After a few years working in different areas of Great Britain, MacColl relocated to Boulogne-sur-Mer, in France on the Channel, where he developed the greater part of his work and became a French citizen. MacColl was not obscure during his time. He was a lifelong regular contributor to the Educational Times. His correspondents included the logicians William Stanley Jevons and Charles Sanders Peirce. He also corresponded, and argued in print, with the young Bertrand Russell, and reviewed Alfred North Whitehead's 1898 Universal Algebra for Mind magazine.

==Works==
MacColl is known for three main accomplishments in formal and philosophical logic:

- During 1877–1879, while working out a problem involving integration, he published a four-part article establishing the first known variant of the propositional calculus, terming it the "calculus of equivalent statements", preceding Gottlob Frege's Begriffsschrift. He subsequently published 11 articles in Mind magazine, during the period 1880–1908, and a text, in an effort to attract the attention of philosophers to his work.
- Anticipation of Clarence Irving Lewis's systems of strict implication, in work with which Lewis was familiar.
- Construction of a logical system including later modal logics, namely the system T of Robert Feys and Georg Henrik von Wright, and system S5 of Lewis from 1918.

MacColl also published two novels, Mr.
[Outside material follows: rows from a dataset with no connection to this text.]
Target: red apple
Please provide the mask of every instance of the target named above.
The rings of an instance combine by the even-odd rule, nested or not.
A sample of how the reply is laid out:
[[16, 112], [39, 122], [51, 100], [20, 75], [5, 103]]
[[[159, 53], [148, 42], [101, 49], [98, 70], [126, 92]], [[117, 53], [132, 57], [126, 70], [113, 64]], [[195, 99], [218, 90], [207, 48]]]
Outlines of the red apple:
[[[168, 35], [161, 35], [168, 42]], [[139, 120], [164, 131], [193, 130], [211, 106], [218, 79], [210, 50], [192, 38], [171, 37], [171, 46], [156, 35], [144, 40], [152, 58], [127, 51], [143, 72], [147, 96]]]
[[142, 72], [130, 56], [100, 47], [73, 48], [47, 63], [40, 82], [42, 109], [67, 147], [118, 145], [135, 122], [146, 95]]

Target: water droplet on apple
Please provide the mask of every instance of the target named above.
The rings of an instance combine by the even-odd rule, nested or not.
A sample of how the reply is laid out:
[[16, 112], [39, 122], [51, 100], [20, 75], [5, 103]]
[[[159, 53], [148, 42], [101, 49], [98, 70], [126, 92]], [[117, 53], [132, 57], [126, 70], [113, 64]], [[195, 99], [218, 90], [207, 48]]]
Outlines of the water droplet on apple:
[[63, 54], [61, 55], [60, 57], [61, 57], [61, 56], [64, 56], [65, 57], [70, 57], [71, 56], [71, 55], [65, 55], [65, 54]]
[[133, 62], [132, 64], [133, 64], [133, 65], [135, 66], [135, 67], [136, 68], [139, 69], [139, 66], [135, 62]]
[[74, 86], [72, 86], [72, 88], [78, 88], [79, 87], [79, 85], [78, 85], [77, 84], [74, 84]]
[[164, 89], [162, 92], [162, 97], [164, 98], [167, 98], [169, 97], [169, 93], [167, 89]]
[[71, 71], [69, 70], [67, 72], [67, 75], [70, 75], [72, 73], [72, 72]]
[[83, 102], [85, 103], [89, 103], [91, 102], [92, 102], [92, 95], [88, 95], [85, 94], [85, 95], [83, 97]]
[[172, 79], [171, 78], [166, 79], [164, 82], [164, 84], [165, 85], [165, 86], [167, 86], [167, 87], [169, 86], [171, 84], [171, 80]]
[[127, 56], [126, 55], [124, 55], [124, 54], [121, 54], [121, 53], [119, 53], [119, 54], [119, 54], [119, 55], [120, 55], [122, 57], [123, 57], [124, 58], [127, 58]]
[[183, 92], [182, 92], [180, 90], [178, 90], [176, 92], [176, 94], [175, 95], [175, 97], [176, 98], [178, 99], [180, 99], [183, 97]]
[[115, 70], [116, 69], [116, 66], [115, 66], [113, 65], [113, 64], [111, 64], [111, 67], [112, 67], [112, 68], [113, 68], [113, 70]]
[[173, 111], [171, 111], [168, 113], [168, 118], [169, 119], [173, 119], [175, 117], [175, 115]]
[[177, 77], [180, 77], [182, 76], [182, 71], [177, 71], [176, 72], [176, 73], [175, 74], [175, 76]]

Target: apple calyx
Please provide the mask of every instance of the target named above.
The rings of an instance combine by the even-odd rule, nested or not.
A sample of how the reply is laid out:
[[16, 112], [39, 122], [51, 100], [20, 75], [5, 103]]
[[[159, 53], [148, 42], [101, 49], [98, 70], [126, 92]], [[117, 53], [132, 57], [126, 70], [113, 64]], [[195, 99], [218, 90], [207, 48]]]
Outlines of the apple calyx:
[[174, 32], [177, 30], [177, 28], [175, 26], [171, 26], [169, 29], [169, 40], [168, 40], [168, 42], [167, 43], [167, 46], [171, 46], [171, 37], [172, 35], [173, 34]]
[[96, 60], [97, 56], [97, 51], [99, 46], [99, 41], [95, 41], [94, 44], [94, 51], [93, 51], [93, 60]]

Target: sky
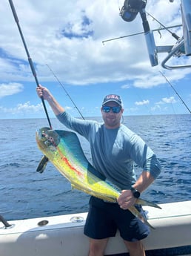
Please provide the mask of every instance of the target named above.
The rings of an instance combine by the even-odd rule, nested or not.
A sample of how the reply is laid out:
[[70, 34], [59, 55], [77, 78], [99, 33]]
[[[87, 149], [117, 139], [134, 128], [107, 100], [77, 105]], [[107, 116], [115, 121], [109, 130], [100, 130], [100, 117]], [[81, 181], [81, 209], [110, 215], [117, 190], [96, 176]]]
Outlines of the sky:
[[[26, 43], [24, 49], [8, 0], [0, 12], [0, 119], [46, 117], [36, 92], [37, 82], [47, 87], [75, 116], [101, 116], [105, 95], [121, 96], [124, 115], [189, 114], [191, 69], [164, 69], [167, 53], [158, 53], [152, 67], [139, 13], [124, 21], [121, 0], [13, 0]], [[151, 30], [181, 24], [181, 2], [148, 0]], [[172, 36], [182, 27], [154, 32], [156, 46], [175, 45]], [[32, 59], [37, 82], [29, 65]], [[191, 57], [172, 57], [168, 65], [191, 65]], [[169, 82], [167, 82], [167, 79]], [[53, 113], [45, 102], [48, 114]]]

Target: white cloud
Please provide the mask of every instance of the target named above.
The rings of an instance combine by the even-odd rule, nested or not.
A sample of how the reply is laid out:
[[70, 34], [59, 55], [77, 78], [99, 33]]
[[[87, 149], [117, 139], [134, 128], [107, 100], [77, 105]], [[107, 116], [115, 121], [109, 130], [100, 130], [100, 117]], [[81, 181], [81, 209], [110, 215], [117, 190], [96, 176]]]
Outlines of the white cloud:
[[176, 100], [175, 99], [174, 96], [171, 96], [170, 98], [163, 98], [162, 101], [164, 103], [167, 103], [167, 104], [170, 104], [170, 103], [171, 104], [171, 103], [175, 103], [176, 102]]
[[141, 102], [135, 102], [135, 104], [137, 106], [141, 106], [143, 105], [148, 105], [150, 103], [149, 99], [144, 99]]
[[16, 82], [0, 85], [0, 98], [13, 95], [23, 91], [23, 85]]
[[177, 101], [175, 100], [174, 96], [170, 96], [169, 98], [162, 98], [161, 100], [156, 103], [156, 105], [163, 105], [163, 104], [171, 104], [175, 103]]
[[42, 104], [37, 104], [36, 105], [31, 105], [30, 102], [24, 102], [23, 104], [19, 103], [16, 107], [13, 108], [4, 108], [0, 106], [0, 117], [1, 114], [33, 114], [34, 113], [37, 113], [38, 111], [41, 111], [43, 110]]
[[[33, 77], [20, 35], [7, 0], [1, 1], [0, 61], [1, 79], [32, 81]], [[160, 66], [151, 68], [144, 35], [102, 41], [143, 31], [140, 16], [125, 22], [118, 7], [124, 0], [18, 0], [15, 7], [39, 79], [53, 81], [48, 64], [61, 81], [69, 84], [132, 81], [135, 87], [151, 88], [161, 82]], [[168, 15], [164, 15], [168, 10]], [[150, 0], [147, 10], [167, 25], [180, 24], [180, 1]], [[26, 12], [27, 15], [26, 15]], [[158, 24], [148, 16], [151, 28]], [[175, 32], [182, 33], [181, 29]], [[175, 43], [165, 30], [155, 33], [157, 45]], [[158, 54], [159, 62], [165, 54]], [[174, 62], [175, 59], [172, 59]], [[187, 71], [188, 72], [188, 71]], [[185, 71], [172, 72], [176, 79]], [[173, 76], [172, 76], [173, 78]], [[164, 81], [163, 81], [164, 82]]]

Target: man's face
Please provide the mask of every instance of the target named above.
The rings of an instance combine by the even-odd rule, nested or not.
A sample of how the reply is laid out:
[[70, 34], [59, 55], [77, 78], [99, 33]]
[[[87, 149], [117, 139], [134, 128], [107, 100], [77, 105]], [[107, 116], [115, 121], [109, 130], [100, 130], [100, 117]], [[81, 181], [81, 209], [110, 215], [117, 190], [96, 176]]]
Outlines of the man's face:
[[[118, 103], [115, 102], [109, 102], [104, 105], [106, 107], [118, 107], [119, 106]], [[109, 112], [104, 112], [104, 108], [101, 108], [101, 111], [102, 114], [102, 118], [104, 121], [106, 128], [109, 129], [114, 129], [120, 126], [120, 121], [124, 112], [124, 109], [121, 108], [118, 113], [113, 113], [112, 109]]]

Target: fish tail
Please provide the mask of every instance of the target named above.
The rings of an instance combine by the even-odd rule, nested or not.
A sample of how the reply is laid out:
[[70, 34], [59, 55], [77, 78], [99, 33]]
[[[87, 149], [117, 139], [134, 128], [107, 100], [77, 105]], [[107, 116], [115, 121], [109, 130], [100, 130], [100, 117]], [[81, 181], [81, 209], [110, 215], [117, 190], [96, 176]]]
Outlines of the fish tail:
[[136, 217], [138, 217], [140, 220], [142, 221], [142, 223], [145, 223], [146, 225], [147, 225], [149, 227], [150, 227], [153, 229], [155, 229], [155, 228], [150, 225], [150, 223], [148, 222], [148, 220], [147, 220], [147, 218], [142, 215], [138, 211], [138, 209], [135, 207], [135, 206], [131, 206], [128, 209], [129, 211], [130, 211], [130, 212], [135, 215]]
[[158, 209], [161, 209], [161, 207], [158, 206], [156, 203], [152, 203], [152, 202], [150, 202], [150, 201], [147, 201], [147, 200], [143, 200], [141, 198], [137, 199], [135, 203], [138, 204], [138, 205], [147, 206], [158, 208]]

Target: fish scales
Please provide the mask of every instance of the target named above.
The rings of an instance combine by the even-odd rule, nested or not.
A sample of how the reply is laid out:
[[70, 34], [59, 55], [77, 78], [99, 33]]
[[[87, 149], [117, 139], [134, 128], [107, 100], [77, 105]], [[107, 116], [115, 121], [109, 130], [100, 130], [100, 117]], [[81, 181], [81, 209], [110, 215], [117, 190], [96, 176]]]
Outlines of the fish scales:
[[[119, 188], [110, 184], [87, 160], [77, 135], [72, 131], [40, 128], [36, 133], [39, 149], [44, 154], [39, 163], [37, 171], [42, 172], [43, 165], [48, 160], [70, 183], [72, 187], [106, 201], [116, 203], [120, 196]], [[158, 205], [138, 199], [137, 204], [159, 208]], [[150, 226], [135, 206], [129, 210], [142, 222]], [[153, 227], [152, 227], [153, 228]]]

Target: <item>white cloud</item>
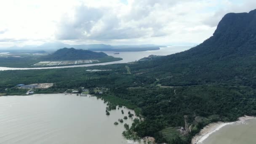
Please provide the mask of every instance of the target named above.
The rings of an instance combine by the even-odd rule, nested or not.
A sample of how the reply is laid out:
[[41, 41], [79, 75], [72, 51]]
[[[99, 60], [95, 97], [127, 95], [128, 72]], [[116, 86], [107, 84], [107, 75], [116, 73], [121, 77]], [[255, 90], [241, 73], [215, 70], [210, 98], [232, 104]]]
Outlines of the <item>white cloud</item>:
[[0, 47], [62, 41], [112, 44], [200, 43], [229, 12], [254, 0], [2, 0]]

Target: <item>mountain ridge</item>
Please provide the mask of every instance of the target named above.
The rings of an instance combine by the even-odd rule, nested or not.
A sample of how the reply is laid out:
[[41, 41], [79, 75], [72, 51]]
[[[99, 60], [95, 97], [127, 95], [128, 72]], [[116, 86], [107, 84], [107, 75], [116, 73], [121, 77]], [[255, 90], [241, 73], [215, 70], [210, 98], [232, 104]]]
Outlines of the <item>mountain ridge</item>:
[[60, 49], [52, 54], [43, 56], [47, 60], [72, 60], [101, 58], [107, 56], [103, 52], [96, 52], [89, 50], [64, 48]]

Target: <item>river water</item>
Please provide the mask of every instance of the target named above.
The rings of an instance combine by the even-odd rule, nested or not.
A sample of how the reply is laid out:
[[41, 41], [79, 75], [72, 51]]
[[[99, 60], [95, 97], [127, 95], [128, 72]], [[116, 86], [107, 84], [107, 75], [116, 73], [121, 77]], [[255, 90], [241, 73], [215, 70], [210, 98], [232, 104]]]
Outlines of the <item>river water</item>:
[[95, 97], [76, 95], [0, 96], [0, 144], [130, 143], [122, 133], [131, 119], [114, 123], [134, 112], [123, 107], [107, 116], [106, 107]]
[[123, 59], [119, 61], [105, 62], [103, 63], [76, 65], [62, 67], [37, 68], [11, 68], [6, 67], [0, 67], [0, 70], [57, 69], [68, 67], [85, 67], [96, 65], [104, 65], [113, 64], [125, 63], [135, 61], [144, 57], [147, 57], [151, 55], [166, 56], [187, 50], [192, 47], [192, 46], [171, 46], [167, 47], [160, 48], [160, 49], [159, 50], [139, 52], [119, 52], [120, 54], [114, 54], [114, 53], [116, 53], [116, 52], [103, 51], [109, 56], [111, 56], [115, 57], [121, 58]]
[[247, 124], [228, 125], [210, 135], [203, 144], [256, 144], [256, 119], [245, 121]]

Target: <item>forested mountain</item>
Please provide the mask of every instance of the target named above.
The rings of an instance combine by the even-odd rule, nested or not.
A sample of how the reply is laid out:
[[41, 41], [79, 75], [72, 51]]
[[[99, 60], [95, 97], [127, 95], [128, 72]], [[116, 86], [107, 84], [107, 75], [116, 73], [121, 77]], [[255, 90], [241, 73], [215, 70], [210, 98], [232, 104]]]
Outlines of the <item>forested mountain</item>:
[[141, 62], [131, 68], [156, 77], [166, 85], [228, 82], [255, 88], [256, 65], [256, 10], [228, 13], [213, 35], [203, 43], [183, 52]]
[[256, 10], [228, 13], [212, 37], [185, 51], [128, 64], [0, 72], [0, 90], [11, 94], [6, 88], [38, 83], [54, 83], [49, 91], [107, 88], [97, 96], [113, 107], [133, 109], [144, 118], [125, 135], [135, 131], [159, 143], [189, 144], [210, 123], [256, 115]]
[[77, 50], [74, 48], [60, 49], [53, 53], [45, 56], [43, 59], [53, 60], [71, 60], [95, 59], [107, 56], [103, 52], [96, 52], [88, 50]]
[[59, 49], [60, 48], [74, 48], [77, 49], [87, 49], [93, 51], [143, 51], [159, 50], [159, 47], [165, 46], [153, 44], [120, 45], [111, 45], [104, 44], [69, 45], [60, 42], [53, 42], [45, 43], [40, 45], [27, 45], [21, 47], [16, 46], [9, 48], [0, 47], [0, 51], [12, 53], [15, 52], [17, 53], [19, 52], [44, 50], [52, 52]]

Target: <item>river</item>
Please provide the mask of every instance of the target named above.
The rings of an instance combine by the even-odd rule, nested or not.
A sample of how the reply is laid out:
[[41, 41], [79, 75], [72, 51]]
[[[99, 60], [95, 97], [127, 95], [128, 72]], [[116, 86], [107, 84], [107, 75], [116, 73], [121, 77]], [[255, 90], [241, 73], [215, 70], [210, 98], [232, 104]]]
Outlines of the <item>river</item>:
[[246, 120], [247, 124], [227, 125], [210, 135], [203, 144], [255, 144], [256, 119]]
[[0, 143], [131, 143], [122, 133], [131, 119], [114, 123], [134, 112], [123, 107], [107, 116], [106, 107], [96, 97], [75, 94], [0, 96]]
[[76, 65], [72, 66], [62, 66], [62, 67], [45, 67], [36, 68], [11, 68], [7, 67], [0, 67], [0, 70], [25, 70], [25, 69], [58, 69], [68, 67], [85, 67], [96, 65], [104, 65], [107, 64], [125, 63], [135, 61], [145, 57], [147, 57], [151, 55], [157, 56], [166, 56], [176, 53], [187, 50], [192, 46], [170, 46], [167, 47], [160, 48], [160, 49], [156, 51], [146, 51], [139, 52], [120, 52], [119, 54], [114, 54], [116, 53], [113, 51], [103, 51], [109, 56], [113, 56], [115, 57], [121, 58], [123, 60], [118, 61], [105, 62], [103, 63], [88, 64], [82, 65]]

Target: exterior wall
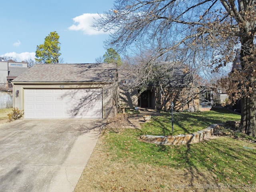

Stranger's Sealed Packet (1889), concerning a journey to Mars and a utopian Martian society, and Ednor Whitlock (1891), dealing with a crisis of faith occasioned by exposure to new scientific ideas. While described by a recent critic as "best left unread", the novels reveal social and moral values to which the author gave full expression in his 1909 publication Man's Origin, Destiny, and Duty, an apology for Christianity.

==Legacy==
There is presently a long-term MacColl Project, a joint venture of Greifswald University in Germany and the University of Oslo, which intends to publish a critical edition of his work. Furthermore, the group of logic and epistemology at the University of Lille (France) develop MacColl's suggestions for a dynamic free logic. The December 1999 issue of the magazine Nordic Journal of Philosophical Logic published the proceedings of a 1998 conference devoted to MacColl's work.